A Danish project has received DKK 750,000 (approximately $109,300) in funding to investigate the use of microalgae as a sustainable protein source.
The Danish project – a collaboration between SMEs and research institutions – has been financed by the Ministry of Education and Science via its networking body Danish Food Innovation.
Called Microalgae for foods, the project responds to the urgent need for more sustainable raw protein sources.
“The project will precisely address the need for new protein value chains and at the same time microalgae-based foods will support an increasing demand for a more plant-based diet,” said Anne Maria Hansen, member of the National Bioeconomy Panel and director of innovation at the Danish Technological Institute.
According to the Danish Food Innovation, microalgae produces large amounts of protein with a higher content of essential amino acids and healthy fats than soy and pea protein.
Additionally, its production method results in minimal nitrogen and C02 emissions and requires almost no agricultural land for cultivation. Water consumption is also minimal, and no pesticides are used as the algae are grown in a closed system.

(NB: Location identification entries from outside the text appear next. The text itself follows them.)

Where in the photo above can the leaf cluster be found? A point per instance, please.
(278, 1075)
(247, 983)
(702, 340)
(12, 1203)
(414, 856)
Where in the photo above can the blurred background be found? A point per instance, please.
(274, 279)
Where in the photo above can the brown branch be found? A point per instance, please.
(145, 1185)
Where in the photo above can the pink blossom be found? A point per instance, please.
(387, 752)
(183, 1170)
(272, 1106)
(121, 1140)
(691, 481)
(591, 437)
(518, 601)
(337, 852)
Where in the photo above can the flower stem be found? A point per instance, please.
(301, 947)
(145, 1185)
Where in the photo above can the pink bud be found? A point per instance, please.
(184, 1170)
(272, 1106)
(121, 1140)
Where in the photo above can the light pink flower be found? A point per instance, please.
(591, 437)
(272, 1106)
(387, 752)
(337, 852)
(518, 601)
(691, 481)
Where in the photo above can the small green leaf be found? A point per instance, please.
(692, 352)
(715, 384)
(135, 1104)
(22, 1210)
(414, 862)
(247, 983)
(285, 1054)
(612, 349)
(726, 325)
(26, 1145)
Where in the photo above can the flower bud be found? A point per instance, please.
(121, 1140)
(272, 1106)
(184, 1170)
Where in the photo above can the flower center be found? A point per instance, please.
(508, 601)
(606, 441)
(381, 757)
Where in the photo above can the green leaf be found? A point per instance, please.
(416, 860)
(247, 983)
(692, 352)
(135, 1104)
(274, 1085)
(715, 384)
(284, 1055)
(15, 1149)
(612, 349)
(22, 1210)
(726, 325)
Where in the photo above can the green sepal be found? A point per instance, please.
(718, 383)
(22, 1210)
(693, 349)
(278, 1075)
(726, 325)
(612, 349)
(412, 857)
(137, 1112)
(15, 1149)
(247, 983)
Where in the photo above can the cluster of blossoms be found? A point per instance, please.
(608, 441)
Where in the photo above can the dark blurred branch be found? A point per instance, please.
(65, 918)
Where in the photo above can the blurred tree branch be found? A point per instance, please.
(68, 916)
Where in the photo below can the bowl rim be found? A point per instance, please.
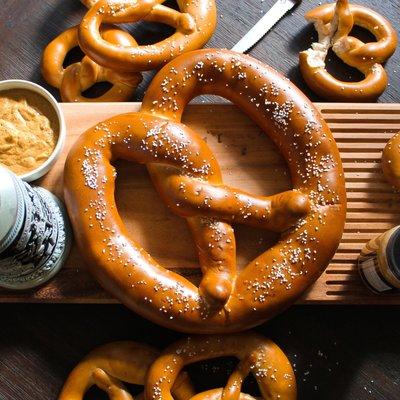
(43, 168)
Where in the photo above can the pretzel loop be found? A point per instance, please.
(110, 365)
(188, 179)
(257, 354)
(78, 77)
(333, 24)
(194, 23)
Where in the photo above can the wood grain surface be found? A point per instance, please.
(346, 353)
(249, 161)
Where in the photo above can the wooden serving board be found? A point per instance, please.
(248, 161)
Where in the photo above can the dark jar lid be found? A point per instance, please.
(393, 253)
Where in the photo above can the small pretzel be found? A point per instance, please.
(391, 161)
(188, 178)
(256, 354)
(334, 24)
(194, 23)
(110, 365)
(79, 77)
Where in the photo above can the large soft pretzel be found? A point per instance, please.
(110, 365)
(391, 161)
(334, 24)
(194, 23)
(78, 77)
(188, 178)
(258, 355)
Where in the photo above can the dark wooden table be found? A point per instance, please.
(339, 352)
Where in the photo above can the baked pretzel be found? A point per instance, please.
(194, 23)
(78, 77)
(391, 161)
(110, 365)
(261, 356)
(334, 24)
(188, 178)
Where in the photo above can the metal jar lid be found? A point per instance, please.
(35, 233)
(12, 208)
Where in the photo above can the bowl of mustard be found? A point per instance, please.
(32, 129)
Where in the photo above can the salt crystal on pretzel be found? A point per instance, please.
(188, 179)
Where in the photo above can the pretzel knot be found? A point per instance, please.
(256, 354)
(194, 24)
(334, 24)
(80, 76)
(391, 161)
(110, 365)
(188, 178)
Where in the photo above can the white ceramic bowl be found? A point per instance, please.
(45, 167)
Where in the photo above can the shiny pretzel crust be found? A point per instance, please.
(187, 177)
(110, 365)
(256, 354)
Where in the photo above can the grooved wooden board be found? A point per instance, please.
(248, 161)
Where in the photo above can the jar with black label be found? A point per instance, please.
(379, 262)
(35, 236)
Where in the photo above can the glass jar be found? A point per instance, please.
(35, 236)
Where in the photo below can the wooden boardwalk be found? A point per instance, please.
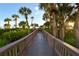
(39, 47)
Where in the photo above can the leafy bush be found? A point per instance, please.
(8, 37)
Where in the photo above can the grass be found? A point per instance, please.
(12, 35)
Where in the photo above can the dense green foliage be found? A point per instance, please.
(11, 35)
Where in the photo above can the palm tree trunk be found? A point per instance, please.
(61, 28)
(53, 25)
(76, 27)
(16, 23)
(27, 25)
(8, 24)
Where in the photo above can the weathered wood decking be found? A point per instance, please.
(39, 47)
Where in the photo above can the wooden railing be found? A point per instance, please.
(61, 48)
(17, 47)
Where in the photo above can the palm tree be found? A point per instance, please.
(51, 9)
(34, 25)
(32, 20)
(22, 24)
(8, 22)
(25, 11)
(15, 19)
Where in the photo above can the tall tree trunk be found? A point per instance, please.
(53, 25)
(27, 25)
(61, 28)
(76, 27)
(8, 25)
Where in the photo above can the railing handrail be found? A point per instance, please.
(74, 49)
(6, 47)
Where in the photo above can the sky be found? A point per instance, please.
(8, 9)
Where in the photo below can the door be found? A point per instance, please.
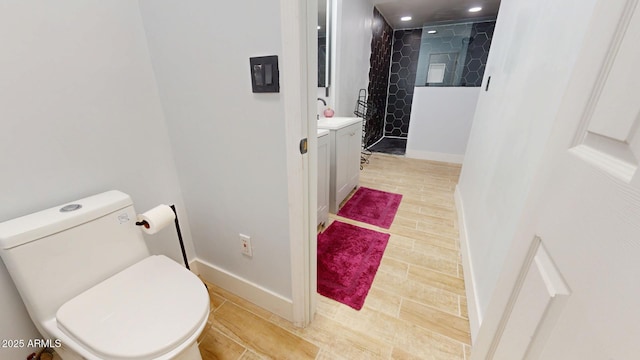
(571, 289)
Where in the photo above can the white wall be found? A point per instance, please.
(80, 115)
(440, 123)
(532, 53)
(353, 20)
(229, 143)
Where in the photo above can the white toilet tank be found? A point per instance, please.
(56, 254)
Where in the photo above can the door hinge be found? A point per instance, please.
(303, 146)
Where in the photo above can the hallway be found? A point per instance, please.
(416, 308)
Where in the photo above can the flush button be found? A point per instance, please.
(70, 207)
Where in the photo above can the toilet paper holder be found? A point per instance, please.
(146, 225)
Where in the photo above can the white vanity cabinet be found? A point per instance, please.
(324, 163)
(345, 138)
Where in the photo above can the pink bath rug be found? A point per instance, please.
(348, 259)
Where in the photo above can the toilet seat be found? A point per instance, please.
(142, 312)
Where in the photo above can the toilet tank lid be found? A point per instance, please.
(43, 223)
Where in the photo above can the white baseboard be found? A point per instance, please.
(475, 316)
(247, 290)
(434, 156)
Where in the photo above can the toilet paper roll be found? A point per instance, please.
(157, 218)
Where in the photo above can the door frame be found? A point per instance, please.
(299, 83)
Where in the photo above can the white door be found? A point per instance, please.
(571, 288)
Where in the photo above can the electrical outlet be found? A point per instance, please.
(245, 242)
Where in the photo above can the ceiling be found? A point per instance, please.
(430, 11)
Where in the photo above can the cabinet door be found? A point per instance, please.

The project will focus on Chlorella vulgaris, a variety of microalgae with ‘good robustness’ and ‘high protein content’, with the aim of developing a protein source in powder form that can be used directly in the food industry.
The method relies on brewery side-streams and special technology to extract the microalgae protein.
“What is particularly interesting about this project is the sustainability aspect. We brew the algae on side streams from the beer industry, we use new low-energy process methods and not forgetting the grateful algae that grows really efficiently,” said Christian Kjølby, chief technical officer at NatuRem Bioscience, one of the SMEs involved in the project.
Microalgae for foods will take place during the current year with the results expected to be ready by the end of 2020.
Six other projects have also been allocated funds totalling DKK 12 million ($1.35 million) by the Danish Food Innovation including investigating the use of insects as food ingredients.